Geben Sie keine Appelle auf der Gefühlsebene: „Sei freundlich“, „Bitte lache wieder einmal“ etc. Emotionale Stimmung können wir nicht „verbiegen“, Gefühle sollen wir nicht unterdrücken. Bitte vermeiden Sie solche „Befehle“.

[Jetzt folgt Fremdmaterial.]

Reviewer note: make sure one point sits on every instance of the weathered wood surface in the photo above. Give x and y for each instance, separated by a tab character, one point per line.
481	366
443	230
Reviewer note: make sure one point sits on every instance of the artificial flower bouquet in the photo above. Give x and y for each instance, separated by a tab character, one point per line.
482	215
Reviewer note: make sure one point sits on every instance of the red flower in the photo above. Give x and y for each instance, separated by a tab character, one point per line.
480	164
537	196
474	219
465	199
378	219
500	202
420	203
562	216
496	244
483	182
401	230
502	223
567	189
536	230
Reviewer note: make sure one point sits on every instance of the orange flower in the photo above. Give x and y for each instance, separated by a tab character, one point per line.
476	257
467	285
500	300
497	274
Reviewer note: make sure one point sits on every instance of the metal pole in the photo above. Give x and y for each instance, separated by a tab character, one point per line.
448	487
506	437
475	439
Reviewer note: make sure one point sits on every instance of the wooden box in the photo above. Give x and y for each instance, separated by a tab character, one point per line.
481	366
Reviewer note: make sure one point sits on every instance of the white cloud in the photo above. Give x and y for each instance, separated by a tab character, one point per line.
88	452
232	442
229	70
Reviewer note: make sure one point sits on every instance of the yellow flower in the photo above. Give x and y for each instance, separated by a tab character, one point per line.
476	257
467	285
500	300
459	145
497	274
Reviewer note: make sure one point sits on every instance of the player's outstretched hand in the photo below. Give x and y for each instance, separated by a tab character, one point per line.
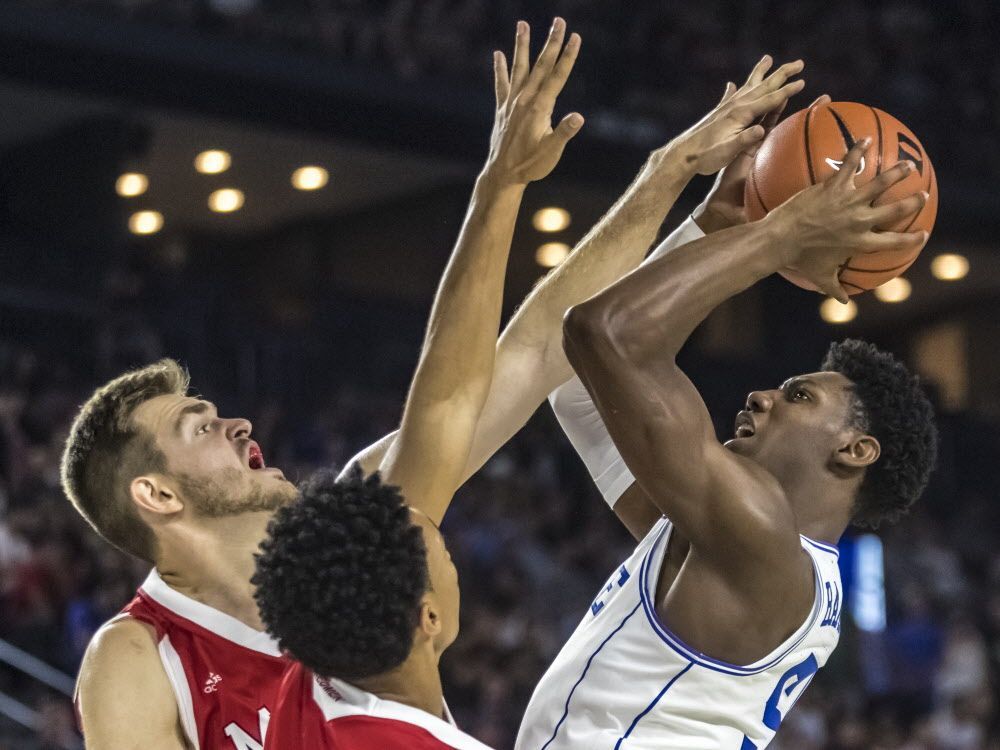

Mein Appell an Sie: Seien Sie offen und äußern Sie direkt Ihre Wünsche. Leichter gesagt als getan!? Stimmt, offene Appelle sollten nicht unüberlegt platziert werden.
Dazu einige Tipps:
1. Appelle ohne Blick zurück
Blicken Sie als Sender mit Ihrer Aufforderung nicht in die Vergangenheit. Denn dadurch ist oft ein Vorwurf verbunden, der die Atmosphäre verschlechtern kann.
BEISPIEL
„Kannst du mir zumindest heute bei der Hausarbeit helfen?“ (Vorwurf, dass in der Vergangenheit selten geholfen wurde.)
Besser: „Bitte hilf mir bei der Hausarbeit!“
2. Appelle mit Information
Appelle sind rasch gesprochen – oft auch unüberlegt. Jedoch, was will ich erreichen? Am besten sind Appelle, die mit einem „Ja“ oder „Nein“ beantwortet werden können. Denn dadurch erkenne ich, ob der Appell auch mit allen notwendigen Informationen versehen war.
Eine Bekannte von mir leitet ein Unternehmen. Bei einem Gespräch verlangte Sie von mir Unterstützung bei der Bilanzierung. Ihre Worte: „Ich brauche Unterstützung bei der Bilanzerstellung. Ich möchte dich jedoch nicht belasten, weil du selbst sehr viel zu tun hast. Noch dazu weiß ich nicht, ob du diese Arbeit auch machen möchtest.“ Es folgte ein langer Diskurs über Arbeitsüberlastung, Burn-out, die Tücken der Bilanzerstellung und vieles mehr.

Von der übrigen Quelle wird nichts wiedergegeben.